Ромка промолчал. Браво застегнул сумку, закинул на плечо.

— Можно я тебя провожу? — спросила Розка.

Ромка посмотрел на нее.

— Обычно мальчики девочек провожают.

— Тогда ты меня проводи.

— Куда?

— До магазина, я там работаю.

Они пошли рядом. Розка загадочно улыбалась чему-то.

— А я тебя в Интернете нашла, — сказала она томно.

Ромка чуть удивился, промолчал.

— Роза, — представилась она.

Ромка кивнул. Розка кинула еще один загадочно зазывной взгляд.

— Ты помнишь, ты за мной шел, когда из электрички вышел? — спросила она.

— Помню, — ответил Ромка.

Подсобка магазина была завалена ящиками с товарами. Пыльно. Какие-то вещи, наваленные на кушетке. Ромка сидел в жестком кресле.
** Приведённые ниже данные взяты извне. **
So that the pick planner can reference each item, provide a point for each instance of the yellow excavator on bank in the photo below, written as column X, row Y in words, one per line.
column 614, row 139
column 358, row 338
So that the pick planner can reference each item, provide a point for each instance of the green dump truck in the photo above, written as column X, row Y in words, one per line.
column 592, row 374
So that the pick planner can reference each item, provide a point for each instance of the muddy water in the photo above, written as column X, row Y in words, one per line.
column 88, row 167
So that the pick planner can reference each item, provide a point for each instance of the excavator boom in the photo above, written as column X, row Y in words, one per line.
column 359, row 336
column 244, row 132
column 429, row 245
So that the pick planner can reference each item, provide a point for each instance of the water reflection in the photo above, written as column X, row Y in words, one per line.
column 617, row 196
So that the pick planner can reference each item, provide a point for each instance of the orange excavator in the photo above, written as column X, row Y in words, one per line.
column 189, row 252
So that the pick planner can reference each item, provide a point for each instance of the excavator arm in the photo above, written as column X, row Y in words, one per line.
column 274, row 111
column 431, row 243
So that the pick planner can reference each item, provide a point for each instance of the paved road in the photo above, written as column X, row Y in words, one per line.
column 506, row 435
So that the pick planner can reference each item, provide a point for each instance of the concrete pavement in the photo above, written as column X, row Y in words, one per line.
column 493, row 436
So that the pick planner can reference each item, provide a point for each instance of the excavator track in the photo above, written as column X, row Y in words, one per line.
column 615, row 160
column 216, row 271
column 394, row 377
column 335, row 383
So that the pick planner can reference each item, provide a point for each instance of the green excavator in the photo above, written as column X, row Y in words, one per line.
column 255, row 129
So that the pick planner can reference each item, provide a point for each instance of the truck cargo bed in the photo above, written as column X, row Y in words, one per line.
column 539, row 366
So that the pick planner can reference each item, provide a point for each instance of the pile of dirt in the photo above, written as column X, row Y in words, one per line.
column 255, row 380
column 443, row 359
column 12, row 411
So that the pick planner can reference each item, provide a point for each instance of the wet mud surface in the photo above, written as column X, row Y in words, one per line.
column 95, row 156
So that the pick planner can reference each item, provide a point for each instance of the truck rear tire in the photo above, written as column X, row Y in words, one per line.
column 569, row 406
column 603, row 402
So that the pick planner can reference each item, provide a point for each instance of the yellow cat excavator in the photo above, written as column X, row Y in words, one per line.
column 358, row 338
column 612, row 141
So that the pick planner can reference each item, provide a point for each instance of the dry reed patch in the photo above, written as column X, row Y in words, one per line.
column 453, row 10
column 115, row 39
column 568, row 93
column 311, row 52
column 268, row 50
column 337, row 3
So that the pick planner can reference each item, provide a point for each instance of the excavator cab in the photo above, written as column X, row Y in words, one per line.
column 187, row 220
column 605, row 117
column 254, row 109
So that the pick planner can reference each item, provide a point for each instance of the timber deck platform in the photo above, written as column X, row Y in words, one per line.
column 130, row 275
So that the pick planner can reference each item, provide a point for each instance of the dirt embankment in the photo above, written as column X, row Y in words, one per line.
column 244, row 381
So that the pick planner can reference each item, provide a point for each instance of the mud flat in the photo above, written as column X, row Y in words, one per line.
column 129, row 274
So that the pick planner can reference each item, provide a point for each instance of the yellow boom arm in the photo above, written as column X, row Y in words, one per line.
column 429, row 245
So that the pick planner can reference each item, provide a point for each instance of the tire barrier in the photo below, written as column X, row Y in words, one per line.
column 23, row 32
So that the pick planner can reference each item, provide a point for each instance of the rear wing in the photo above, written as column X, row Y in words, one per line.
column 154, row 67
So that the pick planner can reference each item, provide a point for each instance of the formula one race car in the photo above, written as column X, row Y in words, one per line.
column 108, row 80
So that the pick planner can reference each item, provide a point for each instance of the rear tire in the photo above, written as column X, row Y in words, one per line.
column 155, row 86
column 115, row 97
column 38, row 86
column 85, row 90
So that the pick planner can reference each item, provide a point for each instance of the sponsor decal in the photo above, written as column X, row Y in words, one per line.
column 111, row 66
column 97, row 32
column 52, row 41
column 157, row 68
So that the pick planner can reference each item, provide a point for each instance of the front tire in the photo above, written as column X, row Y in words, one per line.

А Розка напротив него, на стуле. Она смотрела на Ромку все так же загадочно и зазывно. Потом гибким движением достала из пачки сигарету. Ромка проследил за ней взглядом.

— Не против? — Розка вопросительно изогнула бровь.

— Не люблю, когда девушки курят.

Розка посмотрела на Ромку и прикурила. Затянулась. Улыбнулась. Потом быстро, но плавно, вынула ноги из шлепанцев и положила их Ромке на колени. Ромка промолчал. Посмотрел на голые ступни. Длинная цветастая юбка тяжело свисала с худых ног. Ромка чуть приподнял юбку, погладил Розкины щиколотки.

— Розка! — заорали из-за двери, из магазина.

— Иду! — крикнула продавщица в дверь и снова посмотрела на Ромку. — Нравится? — негромко спросила она.

Ромка не успел ответить, раздался грохот, а потом опять крикливый голос:

— Розка! Иди давай сюда! Ящики упали!

— Нравится, — тихо ответил Ромка.

Ромка смотрел. Потрогал косточки на лодыжках — хрупкие, прозрачные.

— Знаешь, у женщин есть такие браслеты, которые они на ноги надевают? Ты не носишь?

Розка пожала плечами.

— Не дарили.

— Мне нравится, когда женщина такие браслеты носит. Красиво.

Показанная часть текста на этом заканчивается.